Hi Alan ,
The below is how I have handled these cases :
The XMLLoader will consider one record from begining tag to end tag just like a line record reader searching for new line char .
Split start and end locations are provided by the default FileInputFormat.
Describing the entire steps in a simple way ;
*The loader will collect the start and end tags and create a record out of it. (XMLLoaderBufferedPositionedInputStream.collectTag)
*For begin tag
*Read till the tag is found in this block
*If tag not found and split end has reached then no rec found in this split (return empty array)
*If partial tag is found in the current split then even though split end has reached
continue reading rest of the file , beyond the split end location (handled by cond in while loop)
*For end tag
*Read till the end tag is found even if the split end location is reached.
>>How far will split 1 read?

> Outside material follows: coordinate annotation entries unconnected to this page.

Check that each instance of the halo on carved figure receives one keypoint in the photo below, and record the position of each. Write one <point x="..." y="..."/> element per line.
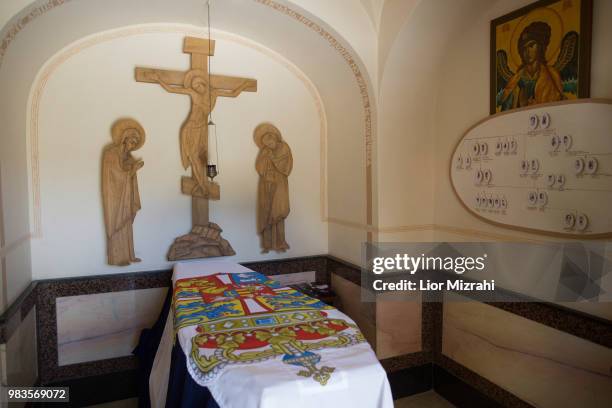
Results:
<point x="264" y="129"/>
<point x="194" y="75"/>
<point x="121" y="125"/>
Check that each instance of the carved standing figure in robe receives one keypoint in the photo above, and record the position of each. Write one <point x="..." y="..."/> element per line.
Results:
<point x="120" y="196"/>
<point x="274" y="164"/>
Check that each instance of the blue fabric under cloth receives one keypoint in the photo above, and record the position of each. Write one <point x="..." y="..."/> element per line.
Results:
<point x="183" y="391"/>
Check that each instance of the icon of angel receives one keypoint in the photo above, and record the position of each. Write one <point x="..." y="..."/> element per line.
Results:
<point x="536" y="79"/>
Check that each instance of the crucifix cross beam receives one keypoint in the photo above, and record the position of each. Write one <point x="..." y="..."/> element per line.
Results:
<point x="203" y="90"/>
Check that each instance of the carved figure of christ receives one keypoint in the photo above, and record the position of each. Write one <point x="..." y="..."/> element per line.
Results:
<point x="194" y="131"/>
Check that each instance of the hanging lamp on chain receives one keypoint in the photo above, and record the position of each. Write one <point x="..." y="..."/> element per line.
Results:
<point x="212" y="160"/>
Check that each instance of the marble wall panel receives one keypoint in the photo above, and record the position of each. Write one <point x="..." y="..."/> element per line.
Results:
<point x="541" y="365"/>
<point x="104" y="325"/>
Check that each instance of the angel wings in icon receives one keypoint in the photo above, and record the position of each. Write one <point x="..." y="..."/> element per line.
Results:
<point x="535" y="80"/>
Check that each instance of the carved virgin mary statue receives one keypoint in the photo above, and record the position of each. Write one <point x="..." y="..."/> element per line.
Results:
<point x="120" y="196"/>
<point x="274" y="164"/>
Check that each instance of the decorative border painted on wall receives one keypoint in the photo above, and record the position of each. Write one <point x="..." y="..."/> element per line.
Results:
<point x="64" y="55"/>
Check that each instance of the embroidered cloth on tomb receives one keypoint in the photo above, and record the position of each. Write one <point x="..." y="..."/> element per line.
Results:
<point x="253" y="342"/>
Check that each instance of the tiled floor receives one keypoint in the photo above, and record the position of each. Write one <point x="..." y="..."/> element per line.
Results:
<point x="427" y="399"/>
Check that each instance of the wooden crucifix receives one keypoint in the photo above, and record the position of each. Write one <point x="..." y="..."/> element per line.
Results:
<point x="204" y="240"/>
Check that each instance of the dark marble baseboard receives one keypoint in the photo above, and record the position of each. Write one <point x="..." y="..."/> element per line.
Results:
<point x="97" y="389"/>
<point x="17" y="311"/>
<point x="465" y="388"/>
<point x="410" y="381"/>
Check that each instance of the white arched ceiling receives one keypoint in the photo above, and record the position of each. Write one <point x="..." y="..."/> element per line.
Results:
<point x="393" y="16"/>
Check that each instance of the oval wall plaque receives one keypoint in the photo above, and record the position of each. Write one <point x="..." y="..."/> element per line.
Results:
<point x="544" y="169"/>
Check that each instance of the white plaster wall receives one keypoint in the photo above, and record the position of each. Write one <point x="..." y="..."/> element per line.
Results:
<point x="40" y="39"/>
<point x="96" y="86"/>
<point x="408" y="98"/>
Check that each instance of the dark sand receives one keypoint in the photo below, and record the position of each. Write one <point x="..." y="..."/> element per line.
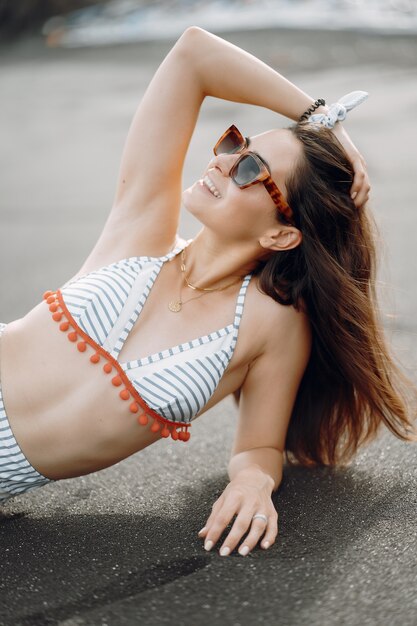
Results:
<point x="121" y="546"/>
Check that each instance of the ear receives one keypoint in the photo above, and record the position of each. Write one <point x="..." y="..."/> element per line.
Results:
<point x="281" y="239"/>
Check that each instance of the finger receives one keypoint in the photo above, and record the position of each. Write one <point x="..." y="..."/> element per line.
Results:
<point x="258" y="529"/>
<point x="240" y="527"/>
<point x="214" y="509"/>
<point x="363" y="195"/>
<point x="358" y="181"/>
<point x="220" y="522"/>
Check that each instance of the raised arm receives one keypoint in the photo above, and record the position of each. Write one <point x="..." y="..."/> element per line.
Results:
<point x="145" y="213"/>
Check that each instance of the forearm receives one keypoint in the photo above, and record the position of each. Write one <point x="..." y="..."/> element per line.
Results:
<point x="228" y="72"/>
<point x="262" y="465"/>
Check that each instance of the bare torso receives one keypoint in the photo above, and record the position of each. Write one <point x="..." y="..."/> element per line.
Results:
<point x="65" y="414"/>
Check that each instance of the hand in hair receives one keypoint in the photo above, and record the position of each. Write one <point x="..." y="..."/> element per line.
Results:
<point x="360" y="187"/>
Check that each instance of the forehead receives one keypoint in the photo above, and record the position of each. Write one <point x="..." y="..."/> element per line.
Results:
<point x="279" y="148"/>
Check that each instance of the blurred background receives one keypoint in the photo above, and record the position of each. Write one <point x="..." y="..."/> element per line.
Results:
<point x="73" y="73"/>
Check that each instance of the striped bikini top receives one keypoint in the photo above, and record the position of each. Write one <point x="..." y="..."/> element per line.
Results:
<point x="167" y="389"/>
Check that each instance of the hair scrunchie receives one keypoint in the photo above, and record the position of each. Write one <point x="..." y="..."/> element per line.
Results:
<point x="338" y="110"/>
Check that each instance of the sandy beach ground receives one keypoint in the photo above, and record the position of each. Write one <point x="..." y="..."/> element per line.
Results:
<point x="121" y="546"/>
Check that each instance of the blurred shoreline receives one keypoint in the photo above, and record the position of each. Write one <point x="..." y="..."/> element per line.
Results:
<point x="285" y="49"/>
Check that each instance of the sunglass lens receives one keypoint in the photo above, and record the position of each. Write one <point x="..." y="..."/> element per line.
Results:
<point x="246" y="170"/>
<point x="231" y="143"/>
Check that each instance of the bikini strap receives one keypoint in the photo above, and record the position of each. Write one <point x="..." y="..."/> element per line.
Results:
<point x="240" y="304"/>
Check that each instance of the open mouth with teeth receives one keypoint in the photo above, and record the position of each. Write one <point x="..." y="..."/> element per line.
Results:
<point x="211" y="186"/>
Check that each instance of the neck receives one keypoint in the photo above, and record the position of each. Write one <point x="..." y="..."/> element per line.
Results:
<point x="211" y="261"/>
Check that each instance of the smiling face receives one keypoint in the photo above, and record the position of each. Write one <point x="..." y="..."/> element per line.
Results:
<point x="243" y="214"/>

It seems like it has to read to "</a>" or else the map processing split one will not be able to process this as a coherent document.
>>Yet from the setting of maxBytesReadable on line 132 it looks to me like it won't read past the end point.
The other condition will keep the reading going on. (matchBuf.size() > 0 )
Here in this case lets say my tag identifier is <a> . Then the loader will read till the split end to search for begining tag.
Now for the end tag, it reads the rest of file starting from the last read position.Lets say split end has reached in between,
it will check whether it has found a match/or partial match. If not proceed with the reading till it finds a end tag.